NHS efficiency savings are unsustainable
LBS expert: shared medical appointments could be part of the answer

Only one in four NHS trust leaders believe they can safely continue to deliver efficiency savings at the same rate, according to a report released today by NHS Providers, the membership organisation and trade association for the NHS hospital, mental health, community and ambulance services.
Could the roll-out of shared medical appointments be the answer?
That’s what the NHS is introducing as part of a 10-year plan announced at the Royal College of GPs conference on Friday. It follows trials at GP surgeries in London, Birmingham, Manchester, Sheffield, Newcastle and Berkshire.
Kamalini Ramdas, Deloitte Chair in Innovation & Entrepreneurship, LBS, is a long-time advocate of shared medical appointments and an international advisory board member of the network which has convinced senior NHS officials to adopt group consultations. The network, Shared Medical Appointments (SMA) UK, founded by now-retired GP Dr Rob Lawson, has championed not only the potential efficiency savings for the NHS, but also big benefits for patients.

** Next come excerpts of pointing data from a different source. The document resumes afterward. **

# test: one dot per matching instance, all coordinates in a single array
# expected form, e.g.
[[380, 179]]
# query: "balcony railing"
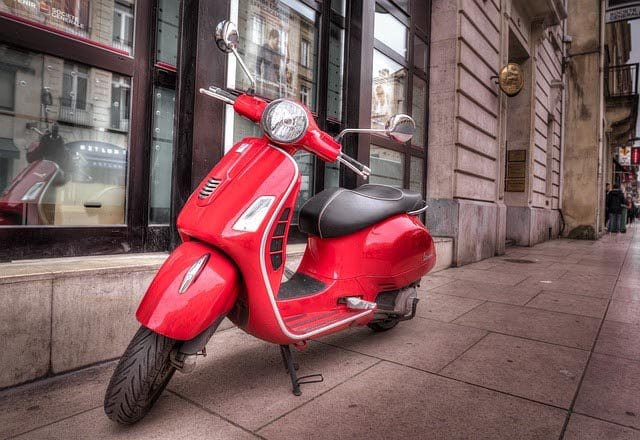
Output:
[[81, 113], [622, 80]]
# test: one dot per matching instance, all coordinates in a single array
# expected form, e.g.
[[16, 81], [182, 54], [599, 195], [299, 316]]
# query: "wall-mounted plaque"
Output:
[[511, 79], [516, 155], [516, 170], [515, 185]]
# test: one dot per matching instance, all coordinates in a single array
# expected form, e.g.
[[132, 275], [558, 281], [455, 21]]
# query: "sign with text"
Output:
[[65, 14], [621, 10], [624, 156], [635, 156]]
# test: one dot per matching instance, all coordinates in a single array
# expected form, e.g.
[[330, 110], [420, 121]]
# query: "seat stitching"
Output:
[[377, 198], [324, 208]]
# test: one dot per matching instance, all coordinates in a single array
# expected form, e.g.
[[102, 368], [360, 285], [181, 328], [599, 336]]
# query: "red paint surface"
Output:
[[390, 255]]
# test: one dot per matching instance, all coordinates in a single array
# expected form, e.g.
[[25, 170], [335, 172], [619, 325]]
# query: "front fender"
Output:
[[211, 295]]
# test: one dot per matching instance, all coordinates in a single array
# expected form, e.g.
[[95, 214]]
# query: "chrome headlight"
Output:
[[284, 121]]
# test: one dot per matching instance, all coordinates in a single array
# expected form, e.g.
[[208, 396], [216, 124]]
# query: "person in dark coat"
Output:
[[615, 202], [269, 61]]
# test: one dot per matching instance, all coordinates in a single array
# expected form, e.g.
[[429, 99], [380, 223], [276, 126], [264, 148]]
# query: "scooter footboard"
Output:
[[194, 287]]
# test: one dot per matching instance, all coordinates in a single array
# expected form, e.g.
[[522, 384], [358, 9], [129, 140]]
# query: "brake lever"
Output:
[[220, 94]]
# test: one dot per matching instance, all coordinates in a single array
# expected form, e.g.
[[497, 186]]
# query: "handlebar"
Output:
[[359, 168], [221, 94], [253, 108]]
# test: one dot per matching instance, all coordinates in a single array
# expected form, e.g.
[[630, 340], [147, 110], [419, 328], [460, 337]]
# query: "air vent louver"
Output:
[[209, 188]]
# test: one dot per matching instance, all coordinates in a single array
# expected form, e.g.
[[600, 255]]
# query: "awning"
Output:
[[8, 149]]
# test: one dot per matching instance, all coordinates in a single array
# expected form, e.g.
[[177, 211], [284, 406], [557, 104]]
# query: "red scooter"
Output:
[[366, 252]]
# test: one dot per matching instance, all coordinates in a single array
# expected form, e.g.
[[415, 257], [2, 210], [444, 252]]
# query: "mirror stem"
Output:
[[359, 130], [252, 88]]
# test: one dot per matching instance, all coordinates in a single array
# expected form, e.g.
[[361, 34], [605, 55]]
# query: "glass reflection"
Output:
[[164, 101], [416, 177], [106, 22], [390, 31], [388, 89], [387, 167], [418, 104], [279, 39], [63, 141]]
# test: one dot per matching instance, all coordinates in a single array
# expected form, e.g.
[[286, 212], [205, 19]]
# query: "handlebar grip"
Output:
[[218, 93]]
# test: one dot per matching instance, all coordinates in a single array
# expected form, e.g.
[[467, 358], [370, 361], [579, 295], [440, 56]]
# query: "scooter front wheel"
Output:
[[140, 377]]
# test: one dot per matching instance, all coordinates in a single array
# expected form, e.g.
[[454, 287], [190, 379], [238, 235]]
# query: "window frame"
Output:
[[19, 242], [413, 31]]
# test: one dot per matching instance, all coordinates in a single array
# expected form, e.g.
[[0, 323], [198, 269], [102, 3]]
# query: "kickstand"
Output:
[[291, 368]]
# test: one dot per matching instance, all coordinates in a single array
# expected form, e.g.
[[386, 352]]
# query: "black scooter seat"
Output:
[[335, 212]]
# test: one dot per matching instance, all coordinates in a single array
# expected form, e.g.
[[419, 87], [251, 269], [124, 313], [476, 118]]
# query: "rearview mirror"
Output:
[[227, 36], [400, 128]]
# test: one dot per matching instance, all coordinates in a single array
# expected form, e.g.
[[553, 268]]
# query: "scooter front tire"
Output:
[[143, 372]]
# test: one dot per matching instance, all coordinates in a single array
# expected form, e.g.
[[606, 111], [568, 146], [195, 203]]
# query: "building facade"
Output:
[[602, 111], [107, 91], [494, 161]]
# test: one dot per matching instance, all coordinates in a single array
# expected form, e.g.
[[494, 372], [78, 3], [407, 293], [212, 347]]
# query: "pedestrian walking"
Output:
[[615, 202], [631, 210]]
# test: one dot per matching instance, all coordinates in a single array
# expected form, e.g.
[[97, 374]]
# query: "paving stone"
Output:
[[509, 279], [619, 339], [432, 281], [444, 308], [610, 390], [25, 331], [34, 405], [488, 291], [601, 268], [171, 418], [243, 378], [624, 311], [395, 402], [568, 303], [623, 293], [534, 370], [570, 286], [94, 320], [586, 428], [557, 328], [594, 280], [420, 343]]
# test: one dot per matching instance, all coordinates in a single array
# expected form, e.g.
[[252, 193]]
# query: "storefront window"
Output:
[[418, 104], [339, 6], [104, 22], [167, 38], [280, 45], [416, 177], [387, 167], [63, 141], [390, 31], [164, 101], [388, 89], [336, 68]]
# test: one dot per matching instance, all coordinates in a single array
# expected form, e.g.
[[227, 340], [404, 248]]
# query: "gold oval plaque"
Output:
[[511, 79]]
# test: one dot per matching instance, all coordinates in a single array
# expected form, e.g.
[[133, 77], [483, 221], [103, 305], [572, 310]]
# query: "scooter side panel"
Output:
[[252, 169], [212, 293], [391, 255]]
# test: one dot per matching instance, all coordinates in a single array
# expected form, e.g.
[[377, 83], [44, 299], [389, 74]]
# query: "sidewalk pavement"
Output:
[[541, 343]]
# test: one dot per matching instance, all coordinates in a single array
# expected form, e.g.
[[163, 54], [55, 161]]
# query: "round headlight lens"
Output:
[[284, 121]]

Ramdas explains: “I first came across Shared Medical Appointments (SMAs) in the US in 2006. Few would know that the prestigious Cleveland Clinic in the US has used SMAs for over 15 years, for a variety of chronic ailments. This radically different form of care delivery has the potential to unleash tremendous value by simultaneously reducing costs and improving outcomes.
“Key to value creation is the idea that SMAs need not be an add-on; they can be a real substitute for individual consultations. Patients can receive one-to-one clinical attention, just in the presence of others with the same condition from whom they can also learn.”
Ramdas is working with Dr Fraser Birrell, a leading proponent of shared appointments, who runs group clinics in the North East. Birrell, Ramdas and other colleagues are co-authoring a number of influential papers on the potential of shared medical appointments to dramatically improve efficiency, reduce cost and waiting times for all NHS patients, not just those who choose to join shared appointments.
Birrell told the BBC this week: “The big trouble is we don't have enough nurses, we don't have enough doctors and waiting times are worse than we want. So this is one possible solution where if we see people together, we can offer them better care ... and we can see the people with chronic conditions more regularly."
Ramdas is working with healthcare systems in the UK, India and the US, to increase adoption of SMAs.
“In the medical profession, nothing is more convincing than rigorous, scientific evidence,” Ramdas explains.
It’s why she and co-authors Ryan Buell at HBS and LBS PhD student Nazli Sonmez are running a three-year, 1,000 patient trial of SMAs with the Aravind Eye Hospital in India. Preliminary results among glaucoma patients show improved patient knowledge, satisfaction and medical compliance. Seeing the same peers repeatedly makes patients more likely to attend follow-up appointments.
But, as Ramdas and Lord Darzi, former Parliamentary Undersecretary for Health, share in The New England Journal of Medicine, science is not enough. The right architecture is critical if shared medical appointments are to succeed and grow in the UK, as they have in some US hospitals.
“First, the experience has to be tailored to the specific medical setting,” Ramdas explains. “Quick, cheap and safe pilots are needed to figure out the right group size and format.”
The Aravind Eye Hospital first piloted counsellor rather than scarce physician-led shared appointments. When they saw the benefits of peer learning, they did Sunday pilots led by a physician to determine the format and group size. Then they tried out SMAs on their least busy weekday – Friday afternoon.
“After gaining experience through these low cost steps, they finally started a large-scale medical trial to establish scientific evidence,” Ramdas says.
Second, incentivising doctors is as important as incentivising patients, Ramdas explains.
“Some of the value created by SMAs should be shared with physicians. In the US, physician revenues often increase through shared appointments, as patients pay as much as for a one-to-one. Provided there is clear scientific evidence of benefits, health systems can make shared appointments the standard care pathway for certain ailments, giving doctors the ability to override this as needed.”
Third, “education is the cornerstone of changing customer behaviour; it’s no different in the NHS,” says Ramdas. A simple way to educate doctors or patients is to encourage them to observe an SMA.
Weaving SMAs into a hospital or clinic’s patient offerings requires careful planning, and Ramdas believes in starting small, “especially when it’s about people’s lives,” she says.
But if we are to have a healthcare system that can be truly sustainable, and safe, “we do have to make a start” she adds. “The rewards are real and the gains to our National Health Service could be substantial.”